Além da euforia da torcida, a conquista do tricampeonato mundial no México trouxe outro problema ao Brasil: a pressão por resultados também em 1974, quando a Copa do Mundo foi disputada na Alemanha Ocidental. Para piorar, este seria o primeiro Mundial desde 58 em que a Seleção não poderia contar com Pelé, que havia aposentado a camisa canarinho em 1971. Além dele, outros jogadores fundamentais para a conquista em 70 também não estariam em campo, caso de Tostão, Gérson e Carlos Alberto.

Para piorar, o Brasil ainda teria pela frente duas seleções que prometiam tornar a missão do tetra bem mais difícil: a Alemanha Ocidental de Franz Beckenbauer e a Holanda de Johan Cruyff, seleção esta conhecida pelo "carrossel holandês", experimento tático de Rinus Michels em que todos - à exceção do goleiro, claro - atacavam e defendiam, sem guardar posição fixa em campo. Apesar de tudo, o maior adversário naquela Copa não seria o esquadrão alemão ou a laranja mecânica. Seria o próprio Brasil.

Apesar de ainda ter o mesmo técnico do Mundial anterior, o alagoano Mário Jorge Lobo Zagallo, a Seleção foi obrigada a substituir as peças que deixaram o time entre um Mundial e outro. Só que quem teve Pelé em sua melhor forma, não se contentaria com Jairzinho e Rivellino, por melhor que eles fossem. Assim, logo vieram as primeiras críticas sobre os escolhidos para a disputa da Copa - entre elas, uma música que se tornou um verdadeiro hino de apelo a Pelé.

Desculpe seu Zagallo

Mexe nesse time que está muito fraco

Levaram uma flecha esqueceram o arco

Botaram muito fogo e sopraram o furacão

Que não saiu do chão

Desculpe seu Zagallo

Puseram uma palhinha na sua fogueira

E se não fosse a força desse pau pereira

Comiam um frango assado lá na jaula do leão

Mas não tem nada não!

Cuidado seu Zagallo

O garoto do parque está muito nervoso

E nesse meio campo fica perigoso

Parece que desliza nesse vai não vai

Quando não cai

É camisa 10 da Seleção, laia, laia, laia (bis)

Dez é a camisa dele, quem é que vai no lugar dele (bis)

Desculpe seu Zagallo

A crítica que faço é pura brincadeira

Espírito de humor, torcida brasileira

A turma está sorrindo para não chorar

Tá devagar

Jogando em casa, Alemanha Ocidental conquistou segunda Copa; enfraquecido, Brasil foi questionado
Jogando em casa, Alemanha Ocidental conquistou segunda Copa; enfraquecido, Brasil foi questionado
Foto: Getty Images

"Quem compôs a música foi o Luiz Vagner e o Hélio Matheus, que fizeram especialmente para eu cantar. Eles sabiam que eu gostava de futebol e escreveram a letra em 73. Aí eu lancei no ano seguinte. Foi um sucesso", relembra Luiz Américo, se referindo à música "Camisa 10", pela qual é conhecido até hoje.

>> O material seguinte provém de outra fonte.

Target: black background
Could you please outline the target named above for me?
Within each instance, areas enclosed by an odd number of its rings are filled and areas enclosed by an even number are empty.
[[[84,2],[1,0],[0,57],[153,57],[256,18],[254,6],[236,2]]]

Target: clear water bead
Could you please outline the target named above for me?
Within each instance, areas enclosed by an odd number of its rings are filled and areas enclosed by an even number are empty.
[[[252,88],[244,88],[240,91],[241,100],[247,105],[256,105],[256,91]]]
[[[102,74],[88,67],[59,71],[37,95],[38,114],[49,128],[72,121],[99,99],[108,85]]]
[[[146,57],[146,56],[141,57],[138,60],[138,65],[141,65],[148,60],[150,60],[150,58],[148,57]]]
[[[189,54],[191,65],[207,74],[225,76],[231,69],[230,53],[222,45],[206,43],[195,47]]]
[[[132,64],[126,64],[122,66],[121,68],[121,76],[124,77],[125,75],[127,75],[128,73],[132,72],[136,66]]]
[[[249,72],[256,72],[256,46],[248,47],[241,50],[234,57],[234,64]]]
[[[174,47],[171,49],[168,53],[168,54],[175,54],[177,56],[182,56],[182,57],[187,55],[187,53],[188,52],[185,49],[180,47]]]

"Tive outros sucessos, mas essa é a única que não posso deixar de tocar nos shows", acrescenta ele, que também lembra que a música não surtiu tanto efeito na pressão por Pelé porque fora lançada já durante a Copa.

Mesmo assim, a letra dá a exata ideia de qual era o apelo popular na época. O trecho "É camisa 10 da Seleção (...); Dez é a camisa dele, quem é que vai no lugar dele", por exemplo, é um claro apelo pela volta de Pelé ao time. Mais adiante, outras críticas: "botaram muito fogo e sopraram o furacão, que não saiu do chão" é uma referência a Jairzinho (furacão, seu apelido), enquanto "o garoto do parque está muito nervoso" faz menção a Rivellino (garoto do parque, modo como era chamado no Corinthians).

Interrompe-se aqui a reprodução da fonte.